Les Mauvaises Gens. Une histoire de militants
d’Étienne Davodeau (1965)
Éditions Delcourt, 2005
Étienne Davodeau est né en 1965 dans une région catholique et rurale puis ouvrière de l’Ouest de la France. Son village des Mauges, situé entre Angers et Cholet dans le Maine-et-Loire, a connu dans les années 1950 toutes les transformations sociales ayant marqué l’après-guerre notamment sous l’influence du militantisme qui caractérisait ses parents. Sous la forme d’un reportage, l’auteur retrace leur vie et s’entretient avec ceux qui ont participé à cette évolution, voisins, amis et collègues. Il fait revivre ses parents qui luttent pour l’amélioration des conditions de travail à l’usine, celle de chaussures où sa mère s’épuise depuis l’âge de 14 ans, celui de son père ouvrier qui deviendra délégué du personnel et bientôt enseignera son métier. Davodeau évoque aussi le rôle déterminant des prêtres-ouvriers de la JOC (Jeunesse Ouvrière Chrétienne), les revendications, les dissensions…
Peu à peu au fil des grandes mutations de la seconde moitié du XXe siècle (de 1950 à 1981) se dessinent les aspirations sociales d’une population en mal de justice, d’équité et d’humanité. Le militantisme religieux, politique et syndicaliste a irréversiblement touché la famille de l’auteur, mais aussi sa propre conscience d’adolescent et de conteur.
Didier Quella-Guyot © L@BD / CRDP
L’avis de L@BD / CRDP : Davodeau interroge, consulte les archives, fouille les photos, croise les informations pour raviver un passé familial représentatif d’une société déjà presque disparue.
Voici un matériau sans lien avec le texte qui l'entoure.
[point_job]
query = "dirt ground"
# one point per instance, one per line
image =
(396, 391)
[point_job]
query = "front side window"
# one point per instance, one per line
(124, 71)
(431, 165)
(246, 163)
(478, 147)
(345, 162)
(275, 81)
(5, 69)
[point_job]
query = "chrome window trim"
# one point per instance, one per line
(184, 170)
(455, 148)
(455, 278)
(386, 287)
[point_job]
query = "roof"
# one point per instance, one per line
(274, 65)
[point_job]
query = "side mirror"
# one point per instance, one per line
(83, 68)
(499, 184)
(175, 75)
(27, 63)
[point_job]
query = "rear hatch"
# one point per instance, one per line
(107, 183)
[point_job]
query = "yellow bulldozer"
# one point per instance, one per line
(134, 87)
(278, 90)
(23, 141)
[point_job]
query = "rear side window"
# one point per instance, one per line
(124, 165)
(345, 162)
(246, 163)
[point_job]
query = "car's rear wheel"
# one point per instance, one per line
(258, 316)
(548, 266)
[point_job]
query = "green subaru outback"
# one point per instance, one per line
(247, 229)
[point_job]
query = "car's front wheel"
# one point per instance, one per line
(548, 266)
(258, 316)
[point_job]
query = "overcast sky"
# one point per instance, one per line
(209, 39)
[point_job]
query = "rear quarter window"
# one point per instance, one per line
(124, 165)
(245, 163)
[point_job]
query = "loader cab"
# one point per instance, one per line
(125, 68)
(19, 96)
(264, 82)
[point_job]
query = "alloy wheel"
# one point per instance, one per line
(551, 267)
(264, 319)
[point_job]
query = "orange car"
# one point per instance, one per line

En parfait journaliste, il restitue un peu de la mémoire collective au fil d’un album qui tel un reportage de télévision nous montre les personnages en train de se raconter ou l’exhibant se posant des questions de méthode. Alors que Davodeau utilise des photocopies de textes (quotidiens d’époque), jamais il ne cède à l’usage de la photo et c’est tout en dessins qu’il fait œuvre de chroniqueur. Avec Rural !, Davodeau avait déjà réussi le pari de faire du reportage en BD. Son talent est à la hauteur de son militantisme narratif car Davodeau a peu à peu évolué graphiquement et réussit à faire partager ses émotions. Avec Chute de vélo, il obtient début 2005 le Prix des Libraires de l’ALBD et avec ce nouveau titre le Grand Prix des Critiques de l’ACBD. Belle performance !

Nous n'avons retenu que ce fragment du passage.